But ''pickled'' and ''fermented'' are two completely different things... pickled would be if they are stored in vinegar for a while... fermented is pretty much rotting...
true, but real vinegar is a product of fermentation as well . . . here's a page that talks about fermentation procedures should note that i am extremely casual re food safety, and am still alive [i think] was just looking at the wikipedia page on indian pickles and oh, there's a whole world of them - need to do some online purchasing and see what the damn things are supposed to taste like first, perhaps?
Oh so theres 2 ways of picking. Very interesting. You learn something new everyday I guess! I love tasting new food. If youre still alive and posting in a few weeks, I'll give it a go. And reading this thread right now just gave me a serious case of the munchies. I have dill pickles and pickled eggplant in my fridge and I'm gonna eat the shit out that right now!
you changed your stinky plant, and for some reason i don't see an edit button the dead body plant even harder to find in montana, though dead bodies are everywhere have been researching simple chinese pickles much, i think i need to start buying old crock pots at the thrift store again . . .
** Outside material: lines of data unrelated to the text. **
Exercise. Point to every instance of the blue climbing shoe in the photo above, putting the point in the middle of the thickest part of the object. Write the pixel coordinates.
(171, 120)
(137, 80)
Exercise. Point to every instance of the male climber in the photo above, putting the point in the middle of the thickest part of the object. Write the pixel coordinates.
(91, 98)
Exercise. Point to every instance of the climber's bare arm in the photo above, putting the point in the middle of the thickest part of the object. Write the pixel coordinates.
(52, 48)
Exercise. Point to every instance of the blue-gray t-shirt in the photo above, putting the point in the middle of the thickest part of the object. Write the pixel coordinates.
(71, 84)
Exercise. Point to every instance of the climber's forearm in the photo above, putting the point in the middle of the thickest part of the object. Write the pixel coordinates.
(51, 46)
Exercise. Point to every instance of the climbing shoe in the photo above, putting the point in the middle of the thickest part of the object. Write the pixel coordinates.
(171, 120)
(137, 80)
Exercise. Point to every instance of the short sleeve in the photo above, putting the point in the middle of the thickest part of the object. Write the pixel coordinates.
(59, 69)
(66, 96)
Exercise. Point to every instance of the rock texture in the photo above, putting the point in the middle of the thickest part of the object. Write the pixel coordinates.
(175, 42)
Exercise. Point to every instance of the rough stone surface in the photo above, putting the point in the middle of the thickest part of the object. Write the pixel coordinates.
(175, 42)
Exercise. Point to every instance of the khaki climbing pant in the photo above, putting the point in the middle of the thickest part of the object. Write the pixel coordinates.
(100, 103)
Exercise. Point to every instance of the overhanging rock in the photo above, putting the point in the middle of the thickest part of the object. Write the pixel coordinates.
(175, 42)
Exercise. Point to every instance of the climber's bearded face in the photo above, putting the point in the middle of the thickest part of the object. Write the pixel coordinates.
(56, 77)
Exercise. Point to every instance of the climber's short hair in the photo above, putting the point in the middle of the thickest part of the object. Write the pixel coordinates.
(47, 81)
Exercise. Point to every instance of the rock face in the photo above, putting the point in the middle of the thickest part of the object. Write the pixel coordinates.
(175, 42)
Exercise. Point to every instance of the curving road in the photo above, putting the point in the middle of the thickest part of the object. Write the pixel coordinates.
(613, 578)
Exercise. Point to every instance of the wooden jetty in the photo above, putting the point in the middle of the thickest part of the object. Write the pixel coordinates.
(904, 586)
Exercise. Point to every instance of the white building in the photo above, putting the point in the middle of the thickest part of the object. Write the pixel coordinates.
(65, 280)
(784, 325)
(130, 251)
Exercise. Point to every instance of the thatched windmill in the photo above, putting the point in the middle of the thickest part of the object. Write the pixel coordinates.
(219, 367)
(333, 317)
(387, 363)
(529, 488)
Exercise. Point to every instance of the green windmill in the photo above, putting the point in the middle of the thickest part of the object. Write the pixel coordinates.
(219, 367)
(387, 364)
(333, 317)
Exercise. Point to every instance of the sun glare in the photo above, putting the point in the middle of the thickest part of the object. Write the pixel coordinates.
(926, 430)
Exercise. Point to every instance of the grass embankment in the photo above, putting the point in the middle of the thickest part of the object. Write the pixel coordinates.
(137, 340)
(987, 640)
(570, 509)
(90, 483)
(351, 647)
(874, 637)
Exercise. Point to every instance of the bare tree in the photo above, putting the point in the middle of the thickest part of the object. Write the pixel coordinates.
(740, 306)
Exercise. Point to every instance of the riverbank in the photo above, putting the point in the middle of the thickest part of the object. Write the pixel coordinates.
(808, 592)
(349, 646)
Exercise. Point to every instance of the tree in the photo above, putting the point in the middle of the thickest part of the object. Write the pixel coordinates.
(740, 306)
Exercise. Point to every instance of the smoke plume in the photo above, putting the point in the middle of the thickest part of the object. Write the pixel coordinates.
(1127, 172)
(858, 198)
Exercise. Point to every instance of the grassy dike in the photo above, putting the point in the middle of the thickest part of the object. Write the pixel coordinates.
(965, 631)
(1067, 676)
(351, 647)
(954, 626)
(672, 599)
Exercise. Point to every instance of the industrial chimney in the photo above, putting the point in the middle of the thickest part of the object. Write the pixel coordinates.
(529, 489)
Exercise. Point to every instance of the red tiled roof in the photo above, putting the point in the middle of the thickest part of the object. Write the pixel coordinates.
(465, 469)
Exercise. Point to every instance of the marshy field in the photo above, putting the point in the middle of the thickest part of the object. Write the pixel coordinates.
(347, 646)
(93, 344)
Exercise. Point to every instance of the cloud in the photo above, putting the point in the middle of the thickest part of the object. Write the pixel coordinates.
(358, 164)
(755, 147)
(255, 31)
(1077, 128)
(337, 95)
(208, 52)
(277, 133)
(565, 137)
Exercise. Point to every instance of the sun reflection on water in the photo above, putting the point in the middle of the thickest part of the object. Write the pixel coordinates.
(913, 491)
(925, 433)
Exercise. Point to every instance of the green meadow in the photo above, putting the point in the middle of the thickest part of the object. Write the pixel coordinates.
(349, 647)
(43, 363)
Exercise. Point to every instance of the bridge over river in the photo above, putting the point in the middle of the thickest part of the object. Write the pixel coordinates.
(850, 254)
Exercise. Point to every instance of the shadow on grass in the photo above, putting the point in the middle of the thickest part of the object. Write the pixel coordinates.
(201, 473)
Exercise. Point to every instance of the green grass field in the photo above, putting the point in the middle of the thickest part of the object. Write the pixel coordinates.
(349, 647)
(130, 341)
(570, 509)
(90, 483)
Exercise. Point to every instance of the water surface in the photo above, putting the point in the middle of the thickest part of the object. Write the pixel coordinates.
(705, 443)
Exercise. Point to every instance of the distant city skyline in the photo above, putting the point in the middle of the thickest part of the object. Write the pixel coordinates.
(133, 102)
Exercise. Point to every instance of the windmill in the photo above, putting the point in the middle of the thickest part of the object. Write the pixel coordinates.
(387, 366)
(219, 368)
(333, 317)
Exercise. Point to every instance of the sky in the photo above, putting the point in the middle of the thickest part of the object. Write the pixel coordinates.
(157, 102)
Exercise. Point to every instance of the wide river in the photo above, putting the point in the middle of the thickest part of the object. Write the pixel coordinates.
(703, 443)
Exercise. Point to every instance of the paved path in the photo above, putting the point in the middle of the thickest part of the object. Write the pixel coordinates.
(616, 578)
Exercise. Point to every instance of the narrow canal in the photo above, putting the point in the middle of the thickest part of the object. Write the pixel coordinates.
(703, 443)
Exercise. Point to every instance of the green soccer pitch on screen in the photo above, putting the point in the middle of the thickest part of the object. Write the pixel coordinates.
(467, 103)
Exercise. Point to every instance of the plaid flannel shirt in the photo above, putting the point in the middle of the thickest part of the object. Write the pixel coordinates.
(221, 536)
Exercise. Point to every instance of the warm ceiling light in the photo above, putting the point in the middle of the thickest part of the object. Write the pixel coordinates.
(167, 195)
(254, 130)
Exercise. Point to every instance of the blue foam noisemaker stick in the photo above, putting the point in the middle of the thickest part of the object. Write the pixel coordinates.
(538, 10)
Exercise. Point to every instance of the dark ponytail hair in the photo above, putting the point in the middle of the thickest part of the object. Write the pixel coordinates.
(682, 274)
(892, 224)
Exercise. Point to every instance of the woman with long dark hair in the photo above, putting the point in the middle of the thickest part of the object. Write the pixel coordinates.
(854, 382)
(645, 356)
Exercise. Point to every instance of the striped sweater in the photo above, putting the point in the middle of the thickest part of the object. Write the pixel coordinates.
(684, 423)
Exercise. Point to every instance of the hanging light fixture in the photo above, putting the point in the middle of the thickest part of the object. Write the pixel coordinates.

sauerkraut...middle european kimchi...what i learned about making sauerkraut...don't try it in cold weather. it won't properly ferment. i heard this from a guy who was in korea, the koreans bury kimchi outisde the house. depending on the weather, they may bury it 4 foot down....to keep it 'alive'. you might like trying this, too, wa. http://www.boingboing.net/2009/01/12/making-sauerkraut-is.html http://www.wikihow.com/Make-Kimchi
tanks for the sauerkraut page especially, i've always wanted to get katz's book [never have the $] made kimchi in the winter once a few years back, it did not turn out properly, thus was confused by wikihow's statement to keep it cool i might take a peek tomorrow and see how it's coming . . .
waited til this morning bulging lids, fizzy when removed, tasted hot and nasty, i think we're done here wish i had a working camera, sorry . . . was thinking about crock pots last night, not sure what the minimum temp is on them, but surely you could add a resistor to lower it to a perfect stable pickling degree?